I'm starting to wonder if the most effective way to protect against prompt injection is to use an additional layer of (hopefully) a smaller model.
As in, another prompt that searches the input and/or output for questionable content before sending the result. The question will be if that is also susceptible, but I suspect fine tuning an LLM only to do the task of filtering and not parsing will be easier to control.
The way forward eventually is going to be to just not bother with any of this crap, and let it run free. The tech exists, and the problematic outputs are what the user says they want, eventually they're going to win out.
I think you’re both right. Microsoft won’t let theirs run free but there will be other vendors that do.
Who is intimately responsible for all of this?
Is it the end user? Don’t ask questions you don’t want to hear potentially dangerous answers to.
Is it Microsoft? It’s their product.
Is it OpenAI as Microsoft’s vendor?
When we start plugging in the moderation AI is it their responsibility for things that slip through?

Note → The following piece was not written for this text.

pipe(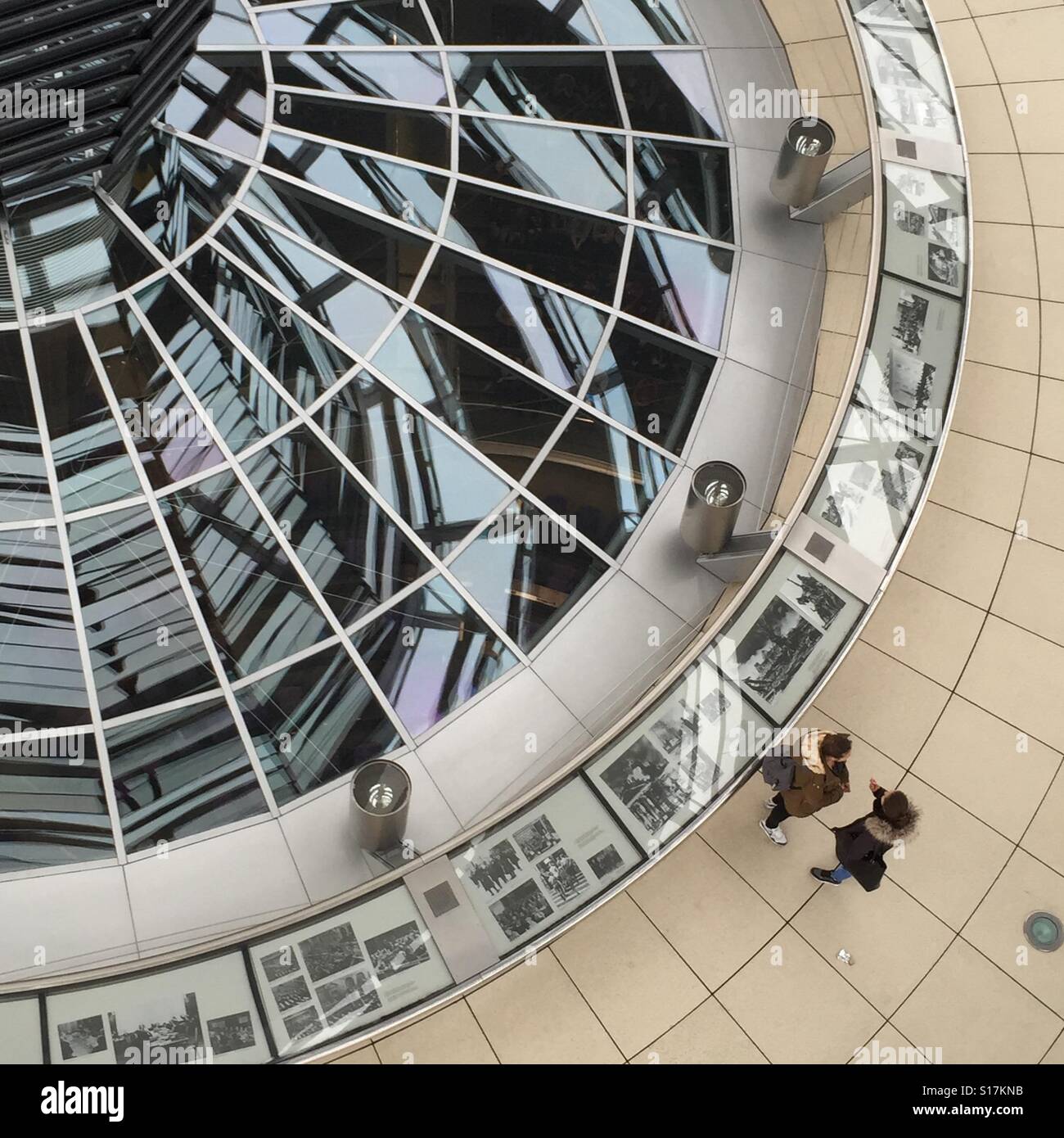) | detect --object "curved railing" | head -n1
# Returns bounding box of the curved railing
[0,0,971,1063]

Who and where did they get their training data from? And is there any ability to attribute things back to specific sources of training data and blame and block them?
Lots of layers. Little to no humans directly responsible for what it decides to say.
We used to see those articles, but now that the models are actually good enough to be useful I think people are much more willing to overlook the flaws.
I agree with 99% of the statements made here, but I think a lot of them are now problems.
I think the big thing to consider is: We're still in the early days and there is a lot of low hanging fruit. It is possible that the number of potential injection attacks is innumerable, but it seems more likely to me that these will end up following patterns that will eventually be able to be classified into a finite number of groups (just with all other attack vectors), though the number of classifications might be significantly higher than structured languages.
That doesn't mean we won't find zero days, but it does mean that it won't be nearly as easy as it is today and companies will worry less about repetitional damage. If we could reliably have a human moderator determine if message is prompt injection or not, that should be able to be modelled.
I also think key to the approach is not to necessarily catch the injection before it's sent to the model, instead we should be evaluating the model response along with the input and block outputs that violate the rules of that service. That means you'd still waste resources with an injection, but filtering the output is a much simpler task.
Even as models get more capable and are able to do more and more tasks autonomously, that is most likely going to look like an LLM returning a code block that has a set of commands that are sandboxed. Like the LLM returns 'send-email <email> <subject> <message>`, which means there still will be a chance to moderate before the action is actually executed. Unless something changes significantly in the architecture of LLMs (which of course will happen at some point), this is how we would approach this today, and judging by bing's exfiltrated prompt, appears to be how they're doing it with search.
Also think, for things like Bing, and what most people are doing prompt injection for, the interest in this will subside once open source models catch up. This will also mean a new era for all of us because the genie will be fully out of the bottle.
As in, another prompt that searches the input and/or output for questionable content before sending the result. The question will be if that is also susceptible, but I suspect fine tuning an LLM only to do the task of filtering and not parsing will be easier to control.